How can I use embeddings?


In embeddings page there is a guide to map pretrained word2vec vectors.

th tools/embeddings.lua -embed_type word2vec -embed_file data/GoogleNews-vectors-negative300.bin -dict_file data/demo.src.dict\ -save_data data/demo-src-emb

I think that -embed_file data/GoogleNews-vectors-negative300.bin means the file generated from word2vec.
But what is the -dict_file data/demo.src.dict means?
Is that the *.dict file I generate from preprocessing?

I can’t understand well what is the relation of preprocessing and embeddings.
Please tell me any advice about embeddings.

Thank you.

(Guillaume Klein) #2


The script will iterate on the embedding file and assign the pretrained vector to each word in the vocabulary. If a word in the vocabulary does not have a corresponding pretrained vector, it is assigned to a random vector.


Thanks for your reply!

After this process, do I have to put these options when i train my files?

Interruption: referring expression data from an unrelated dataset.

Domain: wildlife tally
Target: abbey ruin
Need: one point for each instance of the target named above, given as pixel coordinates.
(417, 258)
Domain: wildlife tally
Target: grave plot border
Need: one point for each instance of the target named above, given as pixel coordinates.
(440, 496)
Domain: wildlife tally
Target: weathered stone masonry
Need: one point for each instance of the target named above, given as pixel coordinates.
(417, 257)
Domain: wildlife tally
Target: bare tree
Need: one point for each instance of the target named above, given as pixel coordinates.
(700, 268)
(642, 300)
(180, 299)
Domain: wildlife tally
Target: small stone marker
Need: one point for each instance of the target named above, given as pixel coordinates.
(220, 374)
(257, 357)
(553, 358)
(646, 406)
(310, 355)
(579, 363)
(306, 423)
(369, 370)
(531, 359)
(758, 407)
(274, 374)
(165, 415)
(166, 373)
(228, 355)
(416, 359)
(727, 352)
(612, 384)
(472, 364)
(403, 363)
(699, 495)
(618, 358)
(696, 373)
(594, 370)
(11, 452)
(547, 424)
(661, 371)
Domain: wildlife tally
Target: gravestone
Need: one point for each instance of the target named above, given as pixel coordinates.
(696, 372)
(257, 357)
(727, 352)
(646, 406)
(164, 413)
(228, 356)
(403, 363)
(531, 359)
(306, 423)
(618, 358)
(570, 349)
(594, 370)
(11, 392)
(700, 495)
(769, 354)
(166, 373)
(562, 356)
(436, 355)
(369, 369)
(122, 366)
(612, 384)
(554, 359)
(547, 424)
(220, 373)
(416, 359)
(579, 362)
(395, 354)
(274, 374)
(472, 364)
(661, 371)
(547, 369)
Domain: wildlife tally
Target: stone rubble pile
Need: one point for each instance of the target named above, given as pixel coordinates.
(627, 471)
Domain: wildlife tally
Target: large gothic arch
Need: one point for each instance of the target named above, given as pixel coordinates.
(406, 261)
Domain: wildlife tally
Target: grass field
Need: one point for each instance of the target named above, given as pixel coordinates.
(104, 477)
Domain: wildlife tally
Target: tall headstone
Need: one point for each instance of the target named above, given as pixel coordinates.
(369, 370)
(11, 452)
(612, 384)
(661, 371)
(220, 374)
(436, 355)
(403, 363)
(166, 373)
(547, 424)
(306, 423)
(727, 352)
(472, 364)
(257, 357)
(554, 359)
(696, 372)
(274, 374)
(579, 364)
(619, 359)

-pre_word_vecs_enc <string> (default: '')
Path to pretrained word embeddings on the encoder side serialized as a Torch tensor.
-pre_word_vecs_dec <string> (default: '')
Path to pretrained word embeddings on the decoder side serialized as a Torch tensor.

When i use my own embedding files, performance is always improved?
I am not so sure because the thing they mentioned in here.

When training with small amounts of data, 
performance can be improved by starting with pretrained embeddings. 

Will pretrained embeddings also be updated during training?
(Guillaume Klein) #4

Yes, just pass the generated embedding files as detailed in tools/embeddings.lua's logs.

During the first epochs usually yes, but if you have lots of data the gain of pretrained embeddings will be less clear.